HIV/AIDS has been a site where causal dueling has had catastrophic health effects; in the 2000s as viral determinism emerged as the dominant paradigm, it clashed with accounts that not only emphasized socioeconomic factors like poverty and malnutrition but rejected the role of the virus, resulting in an AIDS denialism policy which ultimately caused hundreds of thousands of illnesses and deaths in South Africa (Furman 2017). While genetic determinism has not been an overriding moral concern in the HIV/AIDS space, HIV/AIDS has one of the best known examples of genetics playing a highly causal role in infectious disease--the CCR5delta32 mutation, often called the “HIV resistance gene” (Jackson 2015).
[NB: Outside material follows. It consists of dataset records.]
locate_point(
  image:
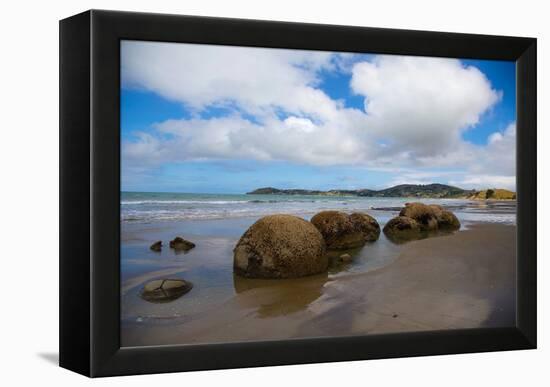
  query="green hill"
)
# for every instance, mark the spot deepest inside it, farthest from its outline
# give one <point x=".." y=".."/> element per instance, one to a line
<point x="403" y="190"/>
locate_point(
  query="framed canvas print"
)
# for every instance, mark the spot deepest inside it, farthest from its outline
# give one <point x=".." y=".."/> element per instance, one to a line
<point x="239" y="193"/>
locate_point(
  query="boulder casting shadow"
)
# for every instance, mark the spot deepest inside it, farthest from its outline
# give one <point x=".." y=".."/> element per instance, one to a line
<point x="272" y="298"/>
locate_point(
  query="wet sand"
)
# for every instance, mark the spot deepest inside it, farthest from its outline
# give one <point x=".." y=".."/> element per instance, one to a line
<point x="463" y="280"/>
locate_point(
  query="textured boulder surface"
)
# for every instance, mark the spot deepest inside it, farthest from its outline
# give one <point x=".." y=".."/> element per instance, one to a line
<point x="446" y="220"/>
<point x="165" y="290"/>
<point x="418" y="220"/>
<point x="402" y="228"/>
<point x="342" y="231"/>
<point x="423" y="214"/>
<point x="280" y="246"/>
<point x="180" y="244"/>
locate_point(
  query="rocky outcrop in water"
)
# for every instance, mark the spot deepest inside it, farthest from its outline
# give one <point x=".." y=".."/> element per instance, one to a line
<point x="165" y="290"/>
<point x="180" y="244"/>
<point x="157" y="246"/>
<point x="342" y="231"/>
<point x="418" y="220"/>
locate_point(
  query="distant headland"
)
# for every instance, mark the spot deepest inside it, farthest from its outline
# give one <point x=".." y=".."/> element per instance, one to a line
<point x="436" y="191"/>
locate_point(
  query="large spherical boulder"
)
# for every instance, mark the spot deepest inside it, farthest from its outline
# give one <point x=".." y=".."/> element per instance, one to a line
<point x="280" y="246"/>
<point x="446" y="220"/>
<point x="423" y="214"/>
<point x="342" y="231"/>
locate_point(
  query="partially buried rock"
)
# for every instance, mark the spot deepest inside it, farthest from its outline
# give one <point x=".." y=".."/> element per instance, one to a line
<point x="366" y="225"/>
<point x="423" y="214"/>
<point x="165" y="290"/>
<point x="157" y="246"/>
<point x="446" y="220"/>
<point x="280" y="246"/>
<point x="342" y="231"/>
<point x="180" y="244"/>
<point x="402" y="228"/>
<point x="418" y="220"/>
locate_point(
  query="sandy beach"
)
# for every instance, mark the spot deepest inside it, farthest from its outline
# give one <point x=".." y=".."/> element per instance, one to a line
<point x="462" y="280"/>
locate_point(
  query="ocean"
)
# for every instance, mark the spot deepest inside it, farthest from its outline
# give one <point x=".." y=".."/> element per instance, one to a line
<point x="151" y="207"/>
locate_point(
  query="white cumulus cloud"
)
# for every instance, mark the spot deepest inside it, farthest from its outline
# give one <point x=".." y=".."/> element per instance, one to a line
<point x="415" y="109"/>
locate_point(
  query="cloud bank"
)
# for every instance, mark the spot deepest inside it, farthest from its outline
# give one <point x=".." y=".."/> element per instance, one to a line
<point x="415" y="112"/>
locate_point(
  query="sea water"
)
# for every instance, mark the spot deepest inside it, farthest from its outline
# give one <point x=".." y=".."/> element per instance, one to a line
<point x="150" y="207"/>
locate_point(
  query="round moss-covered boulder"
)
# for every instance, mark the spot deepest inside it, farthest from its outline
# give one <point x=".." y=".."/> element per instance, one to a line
<point x="280" y="246"/>
<point x="446" y="220"/>
<point x="423" y="214"/>
<point x="180" y="244"/>
<point x="366" y="225"/>
<point x="342" y="231"/>
<point x="165" y="290"/>
<point x="402" y="228"/>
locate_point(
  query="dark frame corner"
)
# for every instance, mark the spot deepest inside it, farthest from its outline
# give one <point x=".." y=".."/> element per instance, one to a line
<point x="90" y="182"/>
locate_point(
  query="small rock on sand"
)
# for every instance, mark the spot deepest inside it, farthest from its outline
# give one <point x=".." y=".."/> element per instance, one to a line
<point x="157" y="246"/>
<point x="165" y="290"/>
<point x="345" y="258"/>
<point x="180" y="244"/>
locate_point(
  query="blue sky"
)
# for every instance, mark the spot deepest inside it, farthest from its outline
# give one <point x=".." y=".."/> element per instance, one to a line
<point x="209" y="119"/>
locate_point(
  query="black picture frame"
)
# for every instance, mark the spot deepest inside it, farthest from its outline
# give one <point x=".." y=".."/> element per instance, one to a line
<point x="90" y="192"/>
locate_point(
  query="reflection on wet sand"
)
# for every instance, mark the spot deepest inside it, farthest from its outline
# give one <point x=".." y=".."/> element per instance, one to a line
<point x="278" y="297"/>
<point x="462" y="280"/>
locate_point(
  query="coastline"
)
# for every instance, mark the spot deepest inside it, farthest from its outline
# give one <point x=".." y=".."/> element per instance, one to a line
<point x="463" y="280"/>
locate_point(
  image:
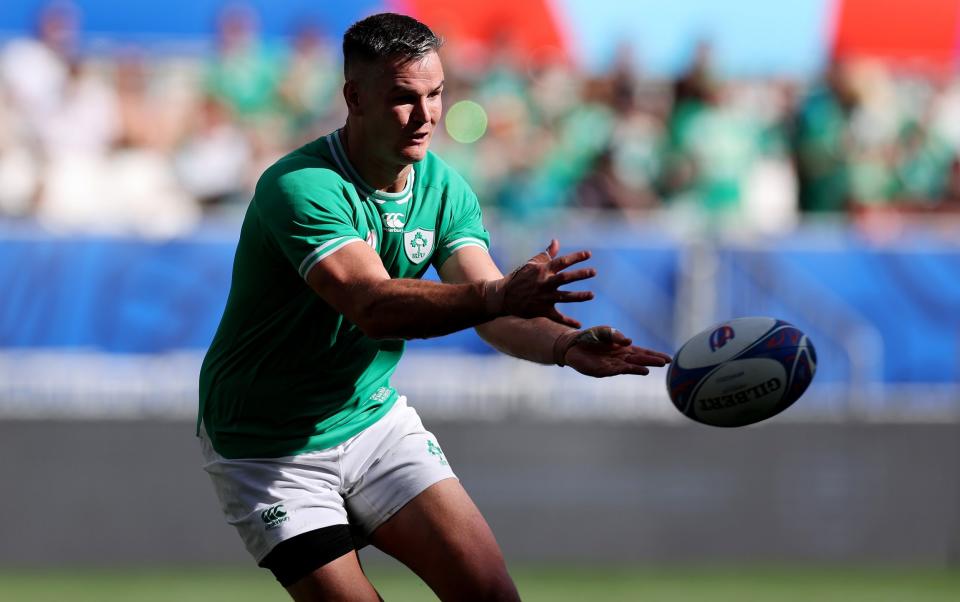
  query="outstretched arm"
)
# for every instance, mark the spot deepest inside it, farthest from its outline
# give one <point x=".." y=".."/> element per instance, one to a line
<point x="354" y="281"/>
<point x="597" y="351"/>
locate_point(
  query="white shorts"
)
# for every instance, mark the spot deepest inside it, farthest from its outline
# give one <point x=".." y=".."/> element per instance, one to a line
<point x="361" y="482"/>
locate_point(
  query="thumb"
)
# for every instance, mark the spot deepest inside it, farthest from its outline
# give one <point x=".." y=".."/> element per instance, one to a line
<point x="546" y="255"/>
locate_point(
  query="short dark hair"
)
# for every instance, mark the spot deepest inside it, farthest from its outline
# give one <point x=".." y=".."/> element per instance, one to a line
<point x="388" y="35"/>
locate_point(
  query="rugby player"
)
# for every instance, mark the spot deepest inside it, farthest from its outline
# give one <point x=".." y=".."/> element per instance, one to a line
<point x="312" y="453"/>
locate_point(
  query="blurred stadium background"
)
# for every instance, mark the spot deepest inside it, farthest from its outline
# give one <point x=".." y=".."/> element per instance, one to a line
<point x="722" y="159"/>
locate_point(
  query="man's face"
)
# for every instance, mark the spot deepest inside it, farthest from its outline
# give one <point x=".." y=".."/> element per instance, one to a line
<point x="400" y="106"/>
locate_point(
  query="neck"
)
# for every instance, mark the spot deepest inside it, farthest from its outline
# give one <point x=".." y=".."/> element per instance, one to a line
<point x="382" y="176"/>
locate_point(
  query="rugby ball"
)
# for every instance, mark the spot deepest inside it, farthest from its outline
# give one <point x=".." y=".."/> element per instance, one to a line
<point x="741" y="371"/>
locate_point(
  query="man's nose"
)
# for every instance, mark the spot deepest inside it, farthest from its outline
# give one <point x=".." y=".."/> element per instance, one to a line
<point x="421" y="112"/>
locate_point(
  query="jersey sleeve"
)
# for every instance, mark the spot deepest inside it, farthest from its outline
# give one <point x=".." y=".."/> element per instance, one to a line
<point x="462" y="226"/>
<point x="307" y="226"/>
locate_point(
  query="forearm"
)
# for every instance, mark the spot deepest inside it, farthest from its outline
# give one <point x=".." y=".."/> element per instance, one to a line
<point x="529" y="339"/>
<point x="414" y="309"/>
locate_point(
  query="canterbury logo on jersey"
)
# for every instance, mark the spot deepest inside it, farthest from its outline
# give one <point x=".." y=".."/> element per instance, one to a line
<point x="393" y="222"/>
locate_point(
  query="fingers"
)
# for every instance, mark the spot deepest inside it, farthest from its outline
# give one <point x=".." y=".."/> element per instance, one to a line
<point x="639" y="357"/>
<point x="558" y="317"/>
<point x="561" y="278"/>
<point x="665" y="357"/>
<point x="613" y="336"/>
<point x="565" y="261"/>
<point x="572" y="296"/>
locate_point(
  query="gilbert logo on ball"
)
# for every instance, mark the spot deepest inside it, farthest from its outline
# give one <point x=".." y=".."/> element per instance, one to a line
<point x="741" y="371"/>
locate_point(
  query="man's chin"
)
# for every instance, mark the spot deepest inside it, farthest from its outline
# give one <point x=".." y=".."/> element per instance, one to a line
<point x="414" y="153"/>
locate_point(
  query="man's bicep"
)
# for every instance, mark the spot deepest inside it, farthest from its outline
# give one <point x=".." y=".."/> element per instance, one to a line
<point x="469" y="264"/>
<point x="344" y="277"/>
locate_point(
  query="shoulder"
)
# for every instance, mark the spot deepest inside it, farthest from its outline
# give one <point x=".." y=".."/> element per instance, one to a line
<point x="304" y="176"/>
<point x="434" y="172"/>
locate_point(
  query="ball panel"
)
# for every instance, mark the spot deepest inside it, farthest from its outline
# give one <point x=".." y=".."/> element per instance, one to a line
<point x="740" y="392"/>
<point x="741" y="371"/>
<point x="722" y="342"/>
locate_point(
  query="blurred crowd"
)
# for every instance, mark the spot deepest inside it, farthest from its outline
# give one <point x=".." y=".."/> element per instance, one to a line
<point x="131" y="141"/>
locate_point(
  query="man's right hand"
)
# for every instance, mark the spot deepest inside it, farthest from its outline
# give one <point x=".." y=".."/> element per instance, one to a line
<point x="531" y="291"/>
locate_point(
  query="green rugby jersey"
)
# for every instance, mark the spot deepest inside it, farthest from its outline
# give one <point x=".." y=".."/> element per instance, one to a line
<point x="286" y="373"/>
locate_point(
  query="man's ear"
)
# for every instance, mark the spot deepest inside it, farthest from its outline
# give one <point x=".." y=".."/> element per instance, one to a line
<point x="351" y="94"/>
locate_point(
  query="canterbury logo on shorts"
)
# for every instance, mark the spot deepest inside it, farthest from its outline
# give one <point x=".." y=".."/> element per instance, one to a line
<point x="274" y="516"/>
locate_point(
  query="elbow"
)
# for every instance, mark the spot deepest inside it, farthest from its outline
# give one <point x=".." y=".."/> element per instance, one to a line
<point x="376" y="329"/>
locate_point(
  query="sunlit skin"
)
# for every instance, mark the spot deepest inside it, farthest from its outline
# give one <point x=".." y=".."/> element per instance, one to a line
<point x="393" y="108"/>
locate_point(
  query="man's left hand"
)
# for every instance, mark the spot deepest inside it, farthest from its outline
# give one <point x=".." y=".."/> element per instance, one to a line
<point x="605" y="351"/>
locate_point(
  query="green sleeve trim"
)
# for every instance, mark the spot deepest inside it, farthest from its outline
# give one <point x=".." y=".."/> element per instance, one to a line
<point x="466" y="241"/>
<point x="323" y="251"/>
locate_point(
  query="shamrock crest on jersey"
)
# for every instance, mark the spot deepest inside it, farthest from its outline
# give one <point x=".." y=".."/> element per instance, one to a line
<point x="418" y="244"/>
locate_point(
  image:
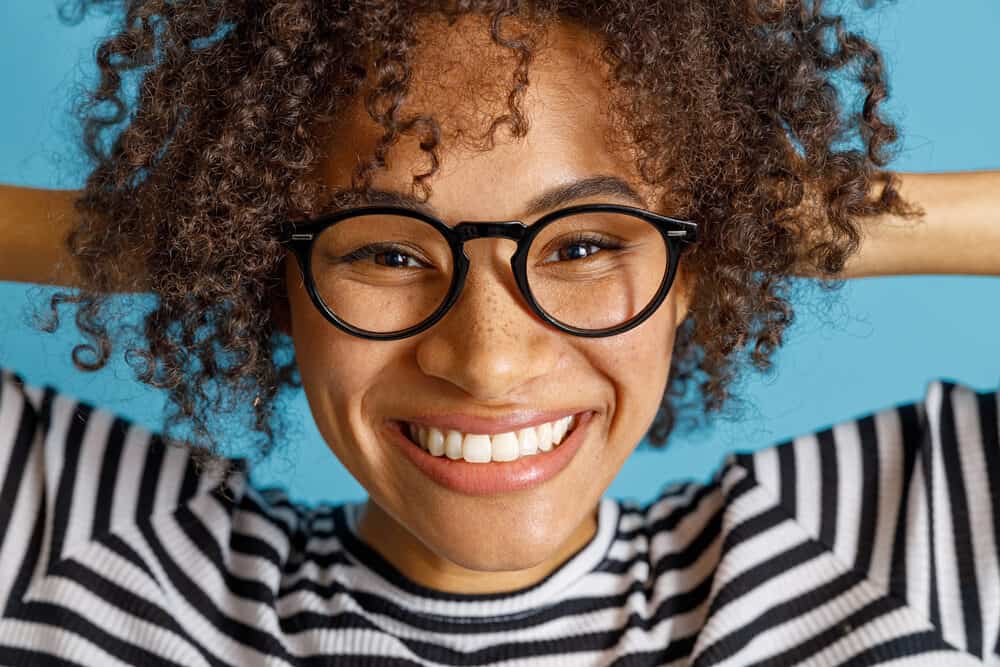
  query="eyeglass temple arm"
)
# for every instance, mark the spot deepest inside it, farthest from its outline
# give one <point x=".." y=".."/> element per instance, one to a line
<point x="688" y="231"/>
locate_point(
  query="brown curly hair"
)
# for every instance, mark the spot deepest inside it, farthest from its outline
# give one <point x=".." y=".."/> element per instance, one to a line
<point x="733" y="104"/>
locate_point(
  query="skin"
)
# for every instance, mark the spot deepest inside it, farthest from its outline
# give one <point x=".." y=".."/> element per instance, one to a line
<point x="490" y="354"/>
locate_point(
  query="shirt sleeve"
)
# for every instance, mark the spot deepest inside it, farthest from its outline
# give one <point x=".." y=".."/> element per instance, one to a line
<point x="71" y="473"/>
<point x="908" y="496"/>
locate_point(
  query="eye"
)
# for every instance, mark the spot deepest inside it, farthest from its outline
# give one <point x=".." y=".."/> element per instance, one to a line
<point x="582" y="246"/>
<point x="386" y="255"/>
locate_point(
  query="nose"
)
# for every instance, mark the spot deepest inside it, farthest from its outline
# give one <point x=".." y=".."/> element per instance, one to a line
<point x="490" y="344"/>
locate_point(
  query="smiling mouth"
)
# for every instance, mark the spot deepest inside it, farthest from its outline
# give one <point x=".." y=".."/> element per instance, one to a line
<point x="499" y="447"/>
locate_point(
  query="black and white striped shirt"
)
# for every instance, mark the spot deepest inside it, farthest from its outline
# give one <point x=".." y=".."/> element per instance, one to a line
<point x="872" y="540"/>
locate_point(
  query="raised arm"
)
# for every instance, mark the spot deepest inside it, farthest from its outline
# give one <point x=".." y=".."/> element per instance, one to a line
<point x="34" y="223"/>
<point x="959" y="232"/>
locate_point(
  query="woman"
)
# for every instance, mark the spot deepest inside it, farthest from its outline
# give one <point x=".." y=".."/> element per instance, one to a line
<point x="263" y="191"/>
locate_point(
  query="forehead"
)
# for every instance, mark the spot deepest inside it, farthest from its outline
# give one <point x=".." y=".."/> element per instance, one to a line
<point x="463" y="80"/>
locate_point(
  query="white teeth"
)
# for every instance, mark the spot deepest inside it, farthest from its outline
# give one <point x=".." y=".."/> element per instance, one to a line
<point x="453" y="445"/>
<point x="545" y="437"/>
<point x="527" y="439"/>
<point x="505" y="447"/>
<point x="435" y="442"/>
<point x="477" y="448"/>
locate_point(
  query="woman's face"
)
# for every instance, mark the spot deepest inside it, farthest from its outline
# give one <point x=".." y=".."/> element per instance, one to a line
<point x="491" y="356"/>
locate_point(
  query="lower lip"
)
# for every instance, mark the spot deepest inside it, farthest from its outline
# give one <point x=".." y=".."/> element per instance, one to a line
<point x="479" y="479"/>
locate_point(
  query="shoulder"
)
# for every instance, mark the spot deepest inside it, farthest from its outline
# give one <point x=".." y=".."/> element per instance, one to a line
<point x="886" y="522"/>
<point x="76" y="477"/>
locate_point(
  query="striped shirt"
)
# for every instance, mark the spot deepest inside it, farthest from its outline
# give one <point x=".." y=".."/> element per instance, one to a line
<point x="869" y="541"/>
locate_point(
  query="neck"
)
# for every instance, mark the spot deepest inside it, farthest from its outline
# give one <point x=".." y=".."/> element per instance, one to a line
<point x="419" y="564"/>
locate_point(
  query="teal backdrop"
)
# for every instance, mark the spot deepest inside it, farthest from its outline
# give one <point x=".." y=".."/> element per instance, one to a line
<point x="878" y="342"/>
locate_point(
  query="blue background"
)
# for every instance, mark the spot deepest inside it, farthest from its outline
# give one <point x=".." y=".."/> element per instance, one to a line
<point x="881" y="343"/>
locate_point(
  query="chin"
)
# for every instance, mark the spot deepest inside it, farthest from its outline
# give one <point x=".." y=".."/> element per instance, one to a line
<point x="493" y="548"/>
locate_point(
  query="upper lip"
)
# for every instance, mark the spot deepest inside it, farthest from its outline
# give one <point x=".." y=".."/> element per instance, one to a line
<point x="512" y="421"/>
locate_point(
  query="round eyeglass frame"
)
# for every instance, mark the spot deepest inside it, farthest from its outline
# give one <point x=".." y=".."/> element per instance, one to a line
<point x="677" y="234"/>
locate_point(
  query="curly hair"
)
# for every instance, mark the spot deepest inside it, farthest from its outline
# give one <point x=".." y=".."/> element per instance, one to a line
<point x="733" y="106"/>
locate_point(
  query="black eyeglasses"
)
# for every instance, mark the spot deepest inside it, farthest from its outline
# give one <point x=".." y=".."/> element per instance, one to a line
<point x="592" y="270"/>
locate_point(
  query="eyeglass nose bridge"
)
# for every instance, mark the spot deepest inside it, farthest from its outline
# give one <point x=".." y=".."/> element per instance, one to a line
<point x="467" y="230"/>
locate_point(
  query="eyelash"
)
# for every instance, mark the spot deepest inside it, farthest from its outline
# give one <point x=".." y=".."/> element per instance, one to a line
<point x="580" y="238"/>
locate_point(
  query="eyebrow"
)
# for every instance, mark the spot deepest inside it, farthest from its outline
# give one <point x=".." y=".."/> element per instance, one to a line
<point x="559" y="195"/>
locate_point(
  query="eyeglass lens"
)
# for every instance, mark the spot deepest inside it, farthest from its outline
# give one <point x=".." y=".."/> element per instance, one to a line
<point x="386" y="273"/>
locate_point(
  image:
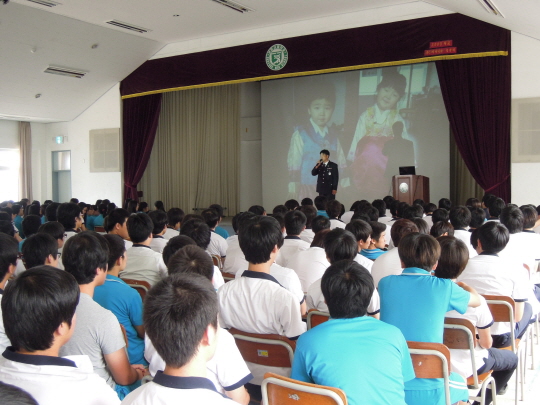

CCR5 is a co-receptor on the surface of cells, and the delta32 mutation prevents HIV-1 from entering the cell. CCR5delta32 intersects with the ethics and politics of race and ethnicity in biomedicine, because it is more common in Northern Europeans and rare or absent in other populations (Jackson 2015). The idiom of genetic determinism would rightfully question whether the genetics of HIV is given too much focus, policy emphasis, and resources over other strategies for addressing the disease, such as prevention programs targeting transmission behaviors. Because the human genetics of HIV is dwarfed by research on the virus, genetic determinism has not been a major problem in HIV/AIDS. However, the CCR5delta32 mutation is at the center of HIV cure research, and may see more focus, policy emphasis, and funding as stem cell research and gene editing techniques continue to expand.
Especially in cases where genetics is not overemphasized, the idiom of genomic contextualism holds advantages over genetic determinism, by drawing our attention to questions to how genomic information is being used in different contexts and whether those contexts have different causal frameworks at play. Applied to the CCR5delta32 case, genomic contextualism would highlight specific ethical issues that arise in policy and practice, such as the challenges of targeted recruiting of homozygous carriers for research and donation of stem cells and the social and behavioral implications of returning genetic results about HIV resistance. In its expanded form, it also sheds light on why genomics has much greater causal salience in biomedical policy contexts that focus on treatments and cures, and less causal salience in public health contexts where prevention-oriented strategies predominate. In each context, causal pragmatism--the prioritization on what professionals in each domain can control (Krieger 2008)--influences the causal salience of genomics in different environments. Recognizing differences in causal frameworks may be sufficient for resolving translative stasis; disputants can agree on what actions should be taken, without trying to resolve underlying (and perhaps incommensurable) philosophical differences in causal frameworks.
Many trends make genomic contextualism a timely intervention in policy debates about ethics of regulating genomic information. With the rise of precision medicine and precision public health; big data and the increasing aggregation of multiple data streams, genetic and non-genetic; and transdisciplinary efforts to untangle the etiology of complex polygenic diseases, it will be especially important to understand the changes in the contexts, forms, and uses for genomic information with nuanced and systematic approaches like genomic contextualism.